The New Zealand dollar gained in volatile trading as investors eye US job figures today for signs of a recovery in the world's largest economy.
The kiwi yesterday dropped to as low as 78.99 US cents, and early this morning traded as high as 81.01 cents. The local currency recently bought 80.33 US cents from 79.09 cents at 5pm in Wellington yesterday.
Investors are eyeing the US payrolls report for signs employment, a key driver of economic recovery, is picking up. Federal Reserve Chairman Ben Bernanke has said sustained improvement in employment was needed before the central bank would start unwinding its US$85 billion a month bond buying programme, which has kept the US dollar low.
"The kiwi is being shaken up within a broad range," said Alex Hill, head of dealing at HiFX. "It's a very uncertain market going into tonight's non-farm payroll numbers. The markets are very unsure. Volatility is certainly high."
Alex Hill, head of dealing at HiFX
The New Zealand dollar will probably trade between 79.70 US cents and 80.50 cents today, Hill said.
It is likely to take its lead from the payrolls data when local trading resumes on Monday, he said.
Employers probably added 170,000 jobs to their payrolls in May, according to a Reuters survey of economists, while the median forecast in a Bloomberg survey calls for an increase of 165,000 jobs. The unemployment rate is expected to stay at 7.5 per cent. The payrolls report is due out 12:30am on Saturday in New Zealand.

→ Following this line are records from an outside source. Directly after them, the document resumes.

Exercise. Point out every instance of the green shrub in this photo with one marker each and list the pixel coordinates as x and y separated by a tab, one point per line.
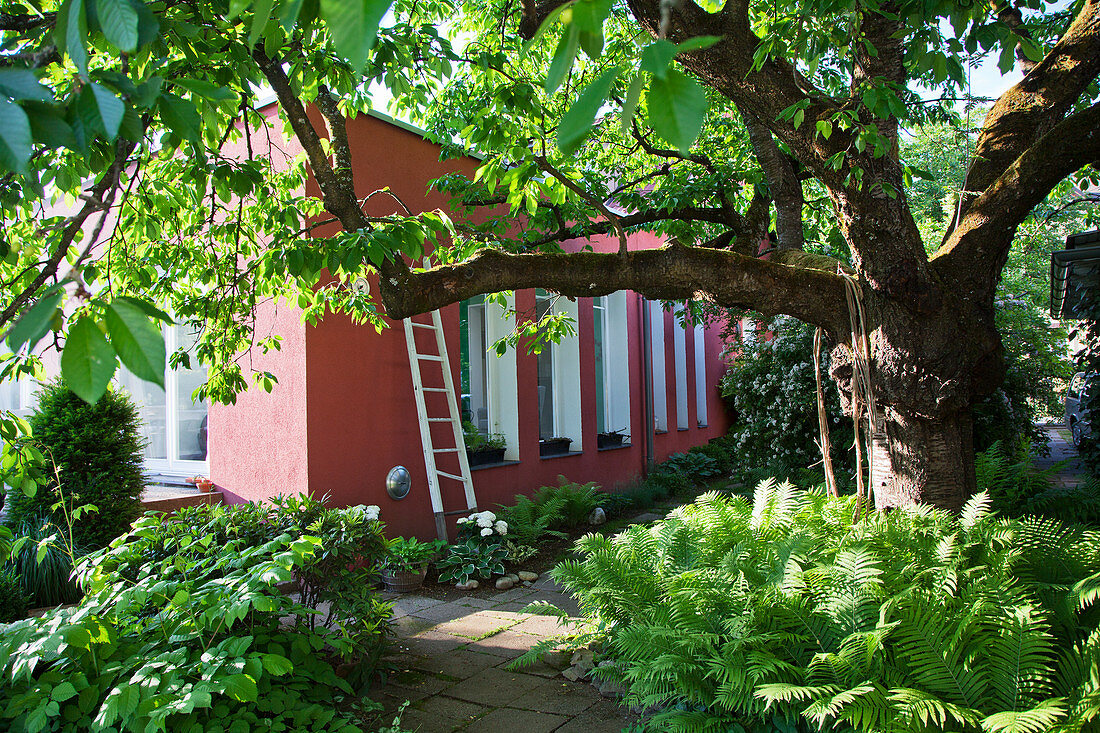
97	450
13	601
771	392
696	467
783	614
568	504
469	560
182	628
528	522
44	562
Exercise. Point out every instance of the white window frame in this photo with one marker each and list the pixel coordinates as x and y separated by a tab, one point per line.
616	362
657	351
701	384
173	466
680	364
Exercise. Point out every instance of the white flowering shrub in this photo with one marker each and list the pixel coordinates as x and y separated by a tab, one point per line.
483	527
770	390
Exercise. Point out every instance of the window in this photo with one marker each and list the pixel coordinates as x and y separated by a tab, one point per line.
487	381
680	364
559	376
174	425
612	367
657	349
700	342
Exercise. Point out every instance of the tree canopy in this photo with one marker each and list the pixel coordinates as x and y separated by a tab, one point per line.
131	179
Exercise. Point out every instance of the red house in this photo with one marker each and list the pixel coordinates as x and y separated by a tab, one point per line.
343	413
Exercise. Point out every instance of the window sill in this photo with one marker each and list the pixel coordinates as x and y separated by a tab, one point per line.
488	466
565	455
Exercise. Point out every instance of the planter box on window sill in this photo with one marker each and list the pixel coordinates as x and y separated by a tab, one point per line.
553	446
485	456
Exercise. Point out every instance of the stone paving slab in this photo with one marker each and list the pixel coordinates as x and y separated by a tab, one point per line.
494	687
508	720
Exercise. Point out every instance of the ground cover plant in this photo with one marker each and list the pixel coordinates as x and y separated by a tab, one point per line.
784	613
182	627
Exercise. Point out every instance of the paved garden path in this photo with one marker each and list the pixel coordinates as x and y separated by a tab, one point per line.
451	659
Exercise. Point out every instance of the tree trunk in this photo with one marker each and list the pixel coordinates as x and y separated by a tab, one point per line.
924	460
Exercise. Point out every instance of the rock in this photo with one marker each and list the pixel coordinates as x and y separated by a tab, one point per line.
572	675
612	689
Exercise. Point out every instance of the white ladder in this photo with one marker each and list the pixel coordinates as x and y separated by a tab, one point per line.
454	417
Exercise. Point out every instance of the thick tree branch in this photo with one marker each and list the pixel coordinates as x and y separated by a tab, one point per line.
783	184
1027	110
672	272
978	248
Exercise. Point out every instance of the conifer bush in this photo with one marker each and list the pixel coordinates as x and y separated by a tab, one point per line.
97	450
784	614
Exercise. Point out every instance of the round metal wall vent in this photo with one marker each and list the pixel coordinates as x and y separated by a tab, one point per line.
398	482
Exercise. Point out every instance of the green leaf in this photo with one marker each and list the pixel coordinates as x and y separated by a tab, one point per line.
22	84
206	89
14	137
576	122
353	25
119	21
241	687
99	109
697	43
675	109
34	324
63	691
276	664
630	101
260	19
72	33
180	117
657	56
563	56
87	360
136	340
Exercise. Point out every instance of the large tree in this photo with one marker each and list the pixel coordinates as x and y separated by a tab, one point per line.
735	118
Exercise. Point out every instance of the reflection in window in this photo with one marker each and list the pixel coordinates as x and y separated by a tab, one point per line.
543	304
173	423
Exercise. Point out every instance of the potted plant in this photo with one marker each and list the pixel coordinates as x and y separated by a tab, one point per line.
611	439
407	562
483	449
554	446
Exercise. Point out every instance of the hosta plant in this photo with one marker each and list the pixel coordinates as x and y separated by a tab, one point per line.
783	614
470	560
183	627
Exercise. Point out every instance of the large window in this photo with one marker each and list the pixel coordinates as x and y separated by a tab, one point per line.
700	342
680	358
612	358
657	349
487	381
174	424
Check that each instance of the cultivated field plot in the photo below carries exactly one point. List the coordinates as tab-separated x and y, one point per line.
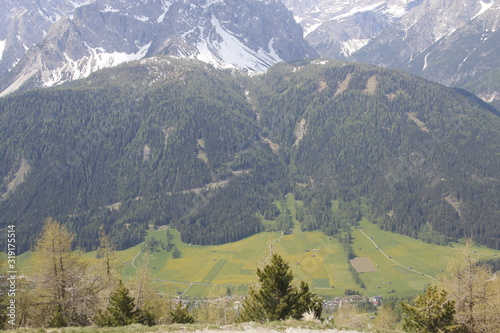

With the next two-day Federal Open Market Committee meeting starting on June 18, the payrolls data is expected to provide direction for the committee's attitude toward tapering the bond-buying programme, known as quantitative easing.
The New Zealand dollar advanced to 60.65 euro cents from 60.31 cents after European Central Bank policy makers kept their key rate at a record low, and downgraded their forecast for growth for this year, while upgrading expectations for 2014. Annual real GDP is expected to decline by 0.6 per cent in 2013, followed by growth of 1.1 per cent in 2014.
The kiwi increased to 51.48 British pence from 51.33 pence after Bank of England policymakers maintained stimulus for the economy. The bank's Monetary Policy Committee held its target for bond purchases at 375 billion pounds.
The local currency dropped to 83.56 Australian cents from 83.71 yesterday and slid to 77.99 yen from 78.40 yen. The trade-weighted index advanced to 74.77 from 74.41.